The two like to collaborate with local businesses, and they make a point to direct visitors to local restaurants, businesses, and attractions.

"If guests are asking for recommendations, our customer service team, our guest services team, will relay that kind of information. Even if we can call and make a reservation for somebody, happy to do it," he said. "We aren't doing breakfast, but what we do is we have partnerships with a lot of the breakfast places downtown. We actually purchase a gift certificates for each person each day, so that they can use that to go downtown."

Sullivan hopes that guests don't see their inn as just a place to sleep and dump their bags, but make it an experience for anyone who stays.

"We really focus on kind of the experience side of things, so again, we want to give you the best experience you can have here...and we want that not just to be the place you put your bag and go do things. It's important to think of everything," he said.

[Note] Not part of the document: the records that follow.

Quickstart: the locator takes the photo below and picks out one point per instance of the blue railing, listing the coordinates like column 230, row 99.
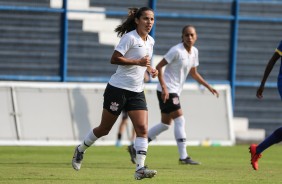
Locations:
column 234, row 18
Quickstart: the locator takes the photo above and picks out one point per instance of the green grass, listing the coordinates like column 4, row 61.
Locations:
column 108, row 164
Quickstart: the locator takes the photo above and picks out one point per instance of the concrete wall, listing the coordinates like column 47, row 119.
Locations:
column 63, row 113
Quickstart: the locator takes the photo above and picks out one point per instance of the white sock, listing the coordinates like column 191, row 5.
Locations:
column 87, row 142
column 157, row 130
column 141, row 147
column 180, row 136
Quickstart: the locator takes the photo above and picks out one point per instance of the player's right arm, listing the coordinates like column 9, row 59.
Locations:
column 159, row 67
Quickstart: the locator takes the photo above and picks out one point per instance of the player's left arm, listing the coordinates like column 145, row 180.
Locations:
column 194, row 73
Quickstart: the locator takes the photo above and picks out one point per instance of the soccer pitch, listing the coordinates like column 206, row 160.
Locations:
column 108, row 164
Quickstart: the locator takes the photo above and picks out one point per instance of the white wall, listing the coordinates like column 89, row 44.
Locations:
column 63, row 113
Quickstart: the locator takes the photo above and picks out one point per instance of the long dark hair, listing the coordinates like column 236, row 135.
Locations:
column 184, row 28
column 129, row 24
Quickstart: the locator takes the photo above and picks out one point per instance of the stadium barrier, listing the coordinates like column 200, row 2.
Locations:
column 63, row 113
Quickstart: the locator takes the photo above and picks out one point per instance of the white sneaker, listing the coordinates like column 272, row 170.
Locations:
column 77, row 159
column 144, row 172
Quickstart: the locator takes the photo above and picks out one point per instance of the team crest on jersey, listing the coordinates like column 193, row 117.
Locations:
column 175, row 100
column 114, row 106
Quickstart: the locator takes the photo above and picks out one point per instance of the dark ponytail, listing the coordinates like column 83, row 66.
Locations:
column 129, row 24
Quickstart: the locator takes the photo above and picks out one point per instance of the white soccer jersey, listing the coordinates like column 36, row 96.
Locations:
column 179, row 65
column 131, row 77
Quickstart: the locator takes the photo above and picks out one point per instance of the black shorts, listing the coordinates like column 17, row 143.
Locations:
column 171, row 105
column 124, row 114
column 117, row 99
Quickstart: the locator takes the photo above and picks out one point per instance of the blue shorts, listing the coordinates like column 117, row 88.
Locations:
column 117, row 99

Sullivan said partnerships are important to their business and are a way to connect with locals.

"The local partnerships, I can't stress that enough, because no matter how much and how great the room is, people are still going to want to go do other things," he said. "So, I think it just benefits everybody if we're all working together and so forth, and supporting the community, being neighborly too, because we are surrounded by residential homes...But we really try to put a lot of blood, sweat, and tears, a lot of love into the building, all the details, really care about the senses," Sullivan said.

The Inn's check-in and reservations are completely online. When guests arrive, all they have to do is check in online and receive their code that they will use to enter their room. Sullivan hopes this helps create less stress for guests and gets them to their room as fast as possible, especially after a long trip.